How do you make the Green New Deal sound less controversial? You just leave out the details until you have the political power to enact the plan.

Democrats know that nothing resembling the Green New Deal is getting enacted while Trump is in the White House or the GOP controls the Senate. The plan is to get the Democratic presidential candidates to sign on to the general idea, win the presidency and both houses of Congress . . . and then, as Nancy Pelosi once said, “We have to pass the bill so that you can find out what is in it.”

Oh, Come On, Virginia!

Just when you thought you wouldn’t see more Virginia politicians get embroiled in blackface scandals . . . now a Republican figure is getting tough questions about old yearbook photos:

Senate Majority Leader Tommy Norment, R-James City, served as one of the leading editors of the 1968 Virginia Military Institute yearbook that features at least one image of people in blackface and some racially offensive language.

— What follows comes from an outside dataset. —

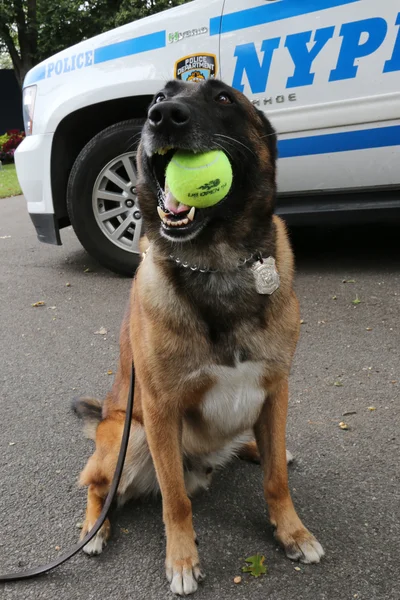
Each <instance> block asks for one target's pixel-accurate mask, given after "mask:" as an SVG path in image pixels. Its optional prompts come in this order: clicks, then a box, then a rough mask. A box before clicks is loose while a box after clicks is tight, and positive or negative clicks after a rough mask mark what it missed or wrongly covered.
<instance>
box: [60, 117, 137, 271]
mask: <svg viewBox="0 0 400 600" xmlns="http://www.w3.org/2000/svg"><path fill="white" fill-rule="evenodd" d="M142 127H143V121H142V120H140V119H130V120H128V121H121V122H119V123H116V124H115V125H111V126H110V127H107V128H106V129H104V130H103V131H101V132H100V133H98V134H97V135H96V136H95V137H94V138H92V139H91V140H90V142H88V143H87V144H86V146H85V147H84V148H83V150H82V151H81V152H80V154H79V155H78V157H77V159H76V160H75V163H74V165H73V167H72V170H71V173H70V176H69V179H68V188H67V210H68V215H69V218H70V221H71V225H72V227H73V229H74V231H75V233H76V235H77V237H78V239H79V241H80V242H81V244H82V246H83V247H84V248H85V250H87V252H88V253H89V254H90V255H91V256H92V257H93V258H95V259H96V260H97V261H98V262H99V263H100V264H101V265H103V266H105V267H107V269H110V270H111V271H114V272H115V273H118V274H121V275H128V276H132V275H133V274H134V272H135V270H136V268H137V266H138V264H139V261H140V251H139V237H140V234H141V230H142V217H141V213H140V209H139V205H138V200H137V197H136V160H135V158H136V150H137V146H138V144H139V140H140V132H141V129H142Z"/></svg>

The yearbook includes several instances of derogatory terms for Asian-Americans, and one reference to a student as the “Barracks Jew.” An editor in chief served over Norment, who was managing editor of The Bomb.

Norment said in a statement Thursday afternoon: “The use of blackface is abhorrent in our society and I emphatically condemn it. As one of seven working on a 359-page yearbook, I cannot endorse or associate myself with every photo, entry, or word on each page.”

And really . . . what the heck was going on in these campuses?

University of Richmond President Ronald Crutcher released a statement Thursday calling a racist photo from the school’s 1980 yearbook “repulsive” and “antithetical to the values of the University today.”

The photo depicts five people dressed in Ku Klux Klan costumes surrounding a smiling African-American man holding a drink and pretending to be hanged by a noose.

The African-American man is Michael Kizzie, who played basketball at Henrico High School and for the Richmond Spiders. In a phone interview Thursday night, he said he was unaware of the photo until he was contacted by a reporter for The Collegian, UR’s student newspaper.

“I’m just getting over the shock and embarrassment of it right now, and that’s going to take a while,” said Kizzie, who now lives in suburban Washington.

We discussed blackface yesterday. But how was dressing up as a Klansman considered just another joke back then?

ADDENDA: Mickey and I found time to tape a podcast yesterday, with a lot more politics than usual, because our mutual home state has suddenly become a flaming tire fire of political scandal, and we’ve got a lot of frustration to vent. A warning, this week’s episode was broken into three parts because of technical issues.

NRPlus readers, you can check out my profile of Howard Schultz, potential independent presidential candidate.

Schultz’s flirtation with an independent bid shows, in spectacularly vivid fashion, how quickly the Democratic-media-entertainment complex will turn on a person who up until a moment ago had been one of its celebrated heroes. The Daily Beast suddenly discovered that the music selection at Starbucks featured too many white artists. Think­Progress editor Ian Millhiser called for a boycott of Starbucks even though Schultz has left the company. Late-night host Stephen Colbert joked, “Who hasn’t been in a Starbucks bathroom and thought, ‘The guy in charge of this should be in charge of everything’?” Mika Brzezinski demanded of Schultz in his Morning Joe interview, “How much does an 18-ounce box of Cheerios cost?” (He didn’t know.)

A week ago, none of these people had any gripe with Schultz or Starbucks. He hasn’t officially announced a bid yet, and no polling has hinted at his level of support. But overnight, the well-regarded liberal former CEO became progressives’ enemy No. 1. Dozens of left-leaning public voices took to print, social media, and the airwaves to destroy him, like a shoal of piranhas.